外の喧騒を置いてけぼりにするエゴイズムを他所に、『それ』は私の中で勝手に美しい物として確立される。
身勝手な物だな、と常々思う。何故なら『それ』は現実逃避でもある為である。私の中に勝手に美しい世界を構築する。幸せとはそれ以外の何者でもない。他国の戦争から目を逸らすエゴイズムを完全に排除して成立する幸せなど存在しない。悲鳴を受け入れながら笑える精神性を、私は持ち合わせていない。
『それ』とはつまり、時間をスロウにする事、ゆったり。イメージの中の時計の針が進む速度を忘れ、意識に映された世界が時間という概念を忘れる。何も変わらず変えられず、時の流れを認識出来ない世界を、取り敢えず美しいと呼んだりする。時にはそういった世界が整った思考の為に必要だったりもする。
その世界に私が居るという事が幸せに繋がる……というのは私の勝手な主観ではあるが、何にせよ、人は多かれ少なかれ、『幸せ』という罪を背負っている。誰しも平等にそれは背負わされる。
まぁ、とは言いながらもこれらは大袈裟な話ではある。
例えそういった幸せを指向するエゴイズムを放棄したとして、一体どれだけの人がそれだけで救われるのか/救えるのか?という話にはなる。出来る限りの努力は出来たとしても、それで救える数がほんの少ししか変化しないのだとすれば、自分が幸せのままの方がよっぽど…何というか、行為の質?が良いのではないか、など。
私はどうせ矮小な存在ではあるのだから、
精神と肉体を投げうって新たに救えるようになれる人達の数などたかが知れているのだから、
だったら自分の身を精神を安定させ長く救い続けられる方が良いのでは、という話になる。
救うというのも大袈裟だ。手伝う、くらいの感覚。
では私は、私に対してどれだけの幸せを許したら良いのか。悲鳴の裏で私が幸せになる事を、何処まで許容出来るのか。
他人を参照されたし。未来の自分。ワーカホリックになるも良し。開き直るも良し。悲鳴に照準を合わせ、地道な努力でにじり寄るも良し。好きな程度に幸せになり、他人の不幸を踏み躙ると良い。
「言い方ってものがあるんじゃない?」
事実だろう。自分よ。
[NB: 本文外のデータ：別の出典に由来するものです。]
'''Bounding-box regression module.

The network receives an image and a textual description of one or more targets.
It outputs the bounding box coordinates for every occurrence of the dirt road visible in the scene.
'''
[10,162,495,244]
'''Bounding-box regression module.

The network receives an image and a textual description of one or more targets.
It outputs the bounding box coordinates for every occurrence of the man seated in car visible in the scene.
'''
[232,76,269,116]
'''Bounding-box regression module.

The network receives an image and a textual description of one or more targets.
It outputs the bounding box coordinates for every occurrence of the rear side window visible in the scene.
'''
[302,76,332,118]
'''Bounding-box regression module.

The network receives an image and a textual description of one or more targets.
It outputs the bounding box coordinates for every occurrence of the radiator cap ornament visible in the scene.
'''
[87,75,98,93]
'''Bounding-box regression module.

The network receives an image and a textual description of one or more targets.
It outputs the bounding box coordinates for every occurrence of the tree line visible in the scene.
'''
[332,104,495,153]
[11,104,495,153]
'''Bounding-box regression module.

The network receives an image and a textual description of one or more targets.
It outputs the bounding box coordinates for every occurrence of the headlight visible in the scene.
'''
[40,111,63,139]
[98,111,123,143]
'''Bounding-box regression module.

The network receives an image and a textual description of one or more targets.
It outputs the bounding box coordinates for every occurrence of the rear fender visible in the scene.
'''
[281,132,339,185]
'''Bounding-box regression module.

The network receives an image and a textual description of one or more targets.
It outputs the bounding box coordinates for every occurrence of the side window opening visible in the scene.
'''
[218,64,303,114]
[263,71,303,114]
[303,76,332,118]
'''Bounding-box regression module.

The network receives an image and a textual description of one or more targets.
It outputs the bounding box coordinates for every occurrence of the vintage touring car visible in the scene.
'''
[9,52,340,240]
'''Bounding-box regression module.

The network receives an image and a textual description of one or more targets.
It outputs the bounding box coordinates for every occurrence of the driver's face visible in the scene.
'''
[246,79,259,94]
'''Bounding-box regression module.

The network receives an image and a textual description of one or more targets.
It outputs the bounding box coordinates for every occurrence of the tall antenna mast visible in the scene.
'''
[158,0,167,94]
耳を塞ぐエゴイストよ。
2.老いを考えるようになる。
時間が経つごとに出来る事は減り、肉体の節々は軋み、思考や認識は柔軟さを失い、硬直と暴力性を纏う。
他人のそういった姿を見て、自分の胸中にふと去来したのは「悲しみ」だった。
当然、それは身勝手な悲しみである。他人の老いに対してどんな感情を抱こうが、それはこちら側の勝手な憶測に過ぎない。幸せそうにしている老人に「悲しいですよね、老いてしまうのは」とは何と暴力的な。そんな事言わないだろう。
しかしそれが身勝手だと知りながら、自由が失われる?事に悲しみを覚える。
身勝手さを噛み砕く。反芻する。主観的だなぁ、と山彦が帰ってくるので、「悲しむのは悪い事ですか?」と答える。
山彦はなんにも言わない。あんまりにもそりゃ無責任じゃないか。
何故か知らないが28歳になった。成ったとは何だ、成ったとは。
ただそこにあるだけで錆びつく物を「成った」と呼ぶのか。あたかもそれが時間に比例して自動的に価値を帯びていくかのように。
なら人間を白い部屋に閉じ込めて放置しておくだけで価値のある存在に「成る」のか?というよりはより大きな価値を纏うようになるのか?そんな筈はない。
経験だと思う。時間と共に纏ってしまうものは。それが積み重なった集大成の事を「何者かに成る」と呼ぶんであって。
なら、28歳分の経験を纏って自分に成り続けているのか。とてもgrotesqueじゃないか。グロテスク。自我はうねる様で。そうやって生まれて、キメラになって死んでいく。